Section 10.14 Schedules and Exhibits Incorporated. The Schedules and Exhibits annexed hereto are hereby incorporated herein as a part of this Agreement with the same effect as if set forth in the body hereof.
Section 10.15 Offsets, Counterclaims and Defenses. Any assignee of Lender’s interest in and to this Agreement, the Notes and the other Loan Documents shall take the same free and clear of all offsets, counterclaims or defenses which are unrelated to such documents which either Borrower may otherwise have against any assignor of such documents, and no such unrelated counterclaim or defense shall be interposed or asserted by either Borrower in any action or proceeding brought by any such assignee upon such documents and any such right to
interpose or assert any such unrelated offset, counterclaim or defense in any such action or proceeding is hereby expressly waived by each Borrower.
Section 10.16 No Joint Venture or Partnership; No Third Party Beneficiaries.
(a) Borrowers and Lender intend that the relationships created hereunder and under the other Loan Documents be solely that of borrower and lender. Nothing herein or therein is intended to create a joint venture, partnership, tenancy-in-common, or joint tenancy relationship between Borrower and Lender nor to grant Lender any interest in any Property other than that of mortgagee, beneficiary or lender.
(b) This Agreement and the other Loan Documents are solely for the benefit of Lender and Borrowers and nothing contained in this Agreement or the other Loan Documents shall be deemed to confer upon anyone other than Lender and Borrowers any right to insist upon or to enforce the performance or observance of any of the Obligations contained herein or therein.
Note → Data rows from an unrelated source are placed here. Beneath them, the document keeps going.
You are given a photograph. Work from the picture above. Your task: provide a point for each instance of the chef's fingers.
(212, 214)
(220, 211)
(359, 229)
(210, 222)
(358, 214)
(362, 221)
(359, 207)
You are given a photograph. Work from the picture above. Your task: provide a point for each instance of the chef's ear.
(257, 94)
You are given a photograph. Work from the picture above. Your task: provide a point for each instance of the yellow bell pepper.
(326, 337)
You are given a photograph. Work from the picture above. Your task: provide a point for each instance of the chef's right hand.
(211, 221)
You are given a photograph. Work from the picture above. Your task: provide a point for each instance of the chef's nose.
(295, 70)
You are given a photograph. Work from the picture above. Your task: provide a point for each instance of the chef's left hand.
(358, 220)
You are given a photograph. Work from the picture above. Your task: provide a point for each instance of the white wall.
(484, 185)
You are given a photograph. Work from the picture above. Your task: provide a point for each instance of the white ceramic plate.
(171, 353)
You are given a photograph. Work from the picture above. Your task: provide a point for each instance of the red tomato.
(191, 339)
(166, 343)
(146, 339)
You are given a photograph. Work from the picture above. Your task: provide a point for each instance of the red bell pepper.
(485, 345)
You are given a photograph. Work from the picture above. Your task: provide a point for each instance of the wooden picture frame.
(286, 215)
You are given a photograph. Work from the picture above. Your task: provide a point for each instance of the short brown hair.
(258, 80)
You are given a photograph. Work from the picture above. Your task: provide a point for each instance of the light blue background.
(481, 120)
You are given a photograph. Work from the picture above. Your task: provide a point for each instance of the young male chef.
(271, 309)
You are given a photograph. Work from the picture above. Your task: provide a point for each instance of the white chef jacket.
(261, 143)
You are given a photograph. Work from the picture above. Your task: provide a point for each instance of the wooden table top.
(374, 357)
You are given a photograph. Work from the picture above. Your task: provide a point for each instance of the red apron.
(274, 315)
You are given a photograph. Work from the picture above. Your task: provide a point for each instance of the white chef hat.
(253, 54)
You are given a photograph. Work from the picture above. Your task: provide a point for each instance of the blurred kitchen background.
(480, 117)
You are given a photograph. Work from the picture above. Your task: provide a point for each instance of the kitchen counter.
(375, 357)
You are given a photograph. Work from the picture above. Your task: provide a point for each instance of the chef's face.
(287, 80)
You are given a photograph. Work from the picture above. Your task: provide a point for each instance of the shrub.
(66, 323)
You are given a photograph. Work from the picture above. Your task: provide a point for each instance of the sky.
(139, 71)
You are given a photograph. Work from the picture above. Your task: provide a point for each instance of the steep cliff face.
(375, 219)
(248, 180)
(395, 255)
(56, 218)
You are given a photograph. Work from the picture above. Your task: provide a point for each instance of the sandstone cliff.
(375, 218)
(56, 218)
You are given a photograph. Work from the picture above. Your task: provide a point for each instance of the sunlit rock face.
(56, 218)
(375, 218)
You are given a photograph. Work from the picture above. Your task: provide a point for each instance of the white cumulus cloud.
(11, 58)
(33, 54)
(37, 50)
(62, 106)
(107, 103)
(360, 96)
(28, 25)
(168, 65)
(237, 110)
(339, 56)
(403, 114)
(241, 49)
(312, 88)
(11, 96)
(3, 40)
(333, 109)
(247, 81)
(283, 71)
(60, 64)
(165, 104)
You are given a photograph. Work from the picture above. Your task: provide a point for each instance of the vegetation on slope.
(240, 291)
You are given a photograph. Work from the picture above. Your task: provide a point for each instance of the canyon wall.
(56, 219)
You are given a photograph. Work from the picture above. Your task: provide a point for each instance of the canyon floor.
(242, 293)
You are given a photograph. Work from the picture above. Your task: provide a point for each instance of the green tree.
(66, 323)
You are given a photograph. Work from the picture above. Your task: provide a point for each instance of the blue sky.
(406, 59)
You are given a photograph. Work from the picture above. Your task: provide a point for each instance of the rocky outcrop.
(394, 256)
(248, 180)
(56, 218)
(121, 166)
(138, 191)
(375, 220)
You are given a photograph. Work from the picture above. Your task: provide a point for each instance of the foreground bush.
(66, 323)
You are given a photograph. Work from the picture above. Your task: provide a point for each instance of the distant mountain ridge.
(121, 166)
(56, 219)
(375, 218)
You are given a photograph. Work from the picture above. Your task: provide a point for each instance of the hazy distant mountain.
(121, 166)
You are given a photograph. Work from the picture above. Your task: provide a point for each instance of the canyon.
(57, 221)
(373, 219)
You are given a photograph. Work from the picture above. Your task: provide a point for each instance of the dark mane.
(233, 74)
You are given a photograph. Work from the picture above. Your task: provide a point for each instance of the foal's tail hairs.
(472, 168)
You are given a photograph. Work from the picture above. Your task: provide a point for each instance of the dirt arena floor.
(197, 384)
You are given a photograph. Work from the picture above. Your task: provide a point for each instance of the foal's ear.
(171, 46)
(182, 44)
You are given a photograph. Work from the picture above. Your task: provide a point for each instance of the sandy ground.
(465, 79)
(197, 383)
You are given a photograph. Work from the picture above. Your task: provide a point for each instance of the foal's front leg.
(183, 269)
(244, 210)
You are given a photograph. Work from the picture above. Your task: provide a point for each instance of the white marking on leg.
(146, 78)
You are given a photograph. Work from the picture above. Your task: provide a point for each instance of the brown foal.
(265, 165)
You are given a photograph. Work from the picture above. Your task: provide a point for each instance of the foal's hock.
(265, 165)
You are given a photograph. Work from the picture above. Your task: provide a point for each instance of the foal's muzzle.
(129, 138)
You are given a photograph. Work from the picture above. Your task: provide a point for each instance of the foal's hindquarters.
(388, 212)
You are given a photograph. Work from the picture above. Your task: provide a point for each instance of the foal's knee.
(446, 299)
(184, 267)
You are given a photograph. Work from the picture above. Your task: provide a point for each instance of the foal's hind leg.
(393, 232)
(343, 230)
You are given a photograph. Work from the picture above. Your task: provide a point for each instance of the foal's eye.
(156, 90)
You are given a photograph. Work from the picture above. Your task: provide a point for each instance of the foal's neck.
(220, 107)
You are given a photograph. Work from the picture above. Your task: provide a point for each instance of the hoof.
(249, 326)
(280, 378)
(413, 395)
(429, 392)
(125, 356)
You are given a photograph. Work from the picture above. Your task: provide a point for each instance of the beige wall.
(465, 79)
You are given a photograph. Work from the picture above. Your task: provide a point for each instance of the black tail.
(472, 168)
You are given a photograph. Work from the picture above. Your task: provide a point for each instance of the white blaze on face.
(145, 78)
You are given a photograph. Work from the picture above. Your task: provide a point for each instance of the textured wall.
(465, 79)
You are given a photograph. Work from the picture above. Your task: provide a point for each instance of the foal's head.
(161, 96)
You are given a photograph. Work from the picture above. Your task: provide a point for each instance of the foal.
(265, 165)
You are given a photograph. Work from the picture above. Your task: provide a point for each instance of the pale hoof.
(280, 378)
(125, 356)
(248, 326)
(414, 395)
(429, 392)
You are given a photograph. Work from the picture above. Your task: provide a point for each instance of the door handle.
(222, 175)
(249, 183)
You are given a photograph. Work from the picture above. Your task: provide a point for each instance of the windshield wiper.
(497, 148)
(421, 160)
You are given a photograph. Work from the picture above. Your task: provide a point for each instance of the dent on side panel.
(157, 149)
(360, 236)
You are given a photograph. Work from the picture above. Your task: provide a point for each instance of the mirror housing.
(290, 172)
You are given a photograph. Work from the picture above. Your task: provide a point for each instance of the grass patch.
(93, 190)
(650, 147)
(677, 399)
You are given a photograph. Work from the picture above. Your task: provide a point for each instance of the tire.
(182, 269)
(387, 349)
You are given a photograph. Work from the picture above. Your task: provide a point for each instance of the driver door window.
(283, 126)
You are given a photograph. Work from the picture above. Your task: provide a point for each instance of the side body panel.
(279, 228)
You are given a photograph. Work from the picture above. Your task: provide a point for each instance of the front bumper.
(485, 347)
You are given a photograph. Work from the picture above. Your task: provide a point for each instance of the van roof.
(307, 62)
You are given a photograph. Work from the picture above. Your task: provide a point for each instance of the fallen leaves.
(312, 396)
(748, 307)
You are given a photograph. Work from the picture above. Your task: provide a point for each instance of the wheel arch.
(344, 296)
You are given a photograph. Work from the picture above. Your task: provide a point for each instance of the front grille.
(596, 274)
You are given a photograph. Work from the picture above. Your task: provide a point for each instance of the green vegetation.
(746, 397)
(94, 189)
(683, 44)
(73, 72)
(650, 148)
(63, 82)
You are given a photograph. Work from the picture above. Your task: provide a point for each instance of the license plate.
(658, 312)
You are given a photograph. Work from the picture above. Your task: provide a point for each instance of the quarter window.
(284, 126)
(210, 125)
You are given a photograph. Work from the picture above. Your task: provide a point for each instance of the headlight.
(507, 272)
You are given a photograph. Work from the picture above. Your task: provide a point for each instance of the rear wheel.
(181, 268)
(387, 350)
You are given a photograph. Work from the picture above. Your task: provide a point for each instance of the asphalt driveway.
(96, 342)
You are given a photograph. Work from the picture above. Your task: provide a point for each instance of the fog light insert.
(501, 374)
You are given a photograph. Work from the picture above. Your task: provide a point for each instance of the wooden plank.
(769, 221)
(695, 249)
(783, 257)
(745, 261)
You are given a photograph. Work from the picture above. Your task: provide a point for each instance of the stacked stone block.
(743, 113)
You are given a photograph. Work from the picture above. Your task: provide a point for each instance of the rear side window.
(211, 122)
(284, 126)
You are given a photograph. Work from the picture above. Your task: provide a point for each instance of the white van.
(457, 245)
All conditions to the obligations of Lender to make the Loan hereunder are imposed solely and exclusively for the benefit of Lender and no other Person shall have standing to require satisfaction of such conditions in accordance with their terms or be entitled to assume that Lender will refuse to make the Loan (or any disbursement of Reserve Funds) in the absence of strict compliance with any or all thereof and no other Person shall under any circumstances be deemed to be a beneficiary of such conditions, any or all of which may be freely waived in whole or in part by Lender if Lender determines it advisable or desirable to do so.
Section 10.17 Publicity. All news releases, publicity or advertising by either Borrower or its Affiliates through any media intended to reach the general public which refers to the Loan Documents or the financing evidenced by the Loan Documents, to Lender or to any of its Affiliates, shall be subject to the prior approval of Lender. Nothing in this Section 10.17 shall prevent either Borrower or Lender from disclosing any information otherwise deemed confidential under this Section 10.17 in connection any Legal Requirements or any statutory reporting requirement applicable to either Borrower or Lender.
Section 10.18 Waiver of Marshalling of Assets. To the fullest extent permitted by law, each Borrower, for itself and its successors and assigns, waives all rights to a marshalling of the assets of such Borrower, such Borrower’s partners or members and others with interests in such Borrower, and of the Properties, or to a sale in inverse order of alienation in the event of foreclosure of the Mortgage, and agrees not to assert any right under any laws pertaining to the marshalling of assets, the sale in inverse order of alienation, homestead exemption, the administration of estates of decedents, or any other matters whatsoever to defeat, reduce or affect the right of Lender under the Loan Documents to a sale of the Properties for the collection of the Debt without any prior or different resort for collection or of the right of Lender to the payment of the Debt out of the net proceeds of the Properties in preference to every other claimant whatsoever.
Section 10.19 Waiver of Counterclaims. Each Borrower hereby waives the right to assert a counterclaim, other than a compulsory counterclaim, in any action or proceeding brought against it by Lender or its agents.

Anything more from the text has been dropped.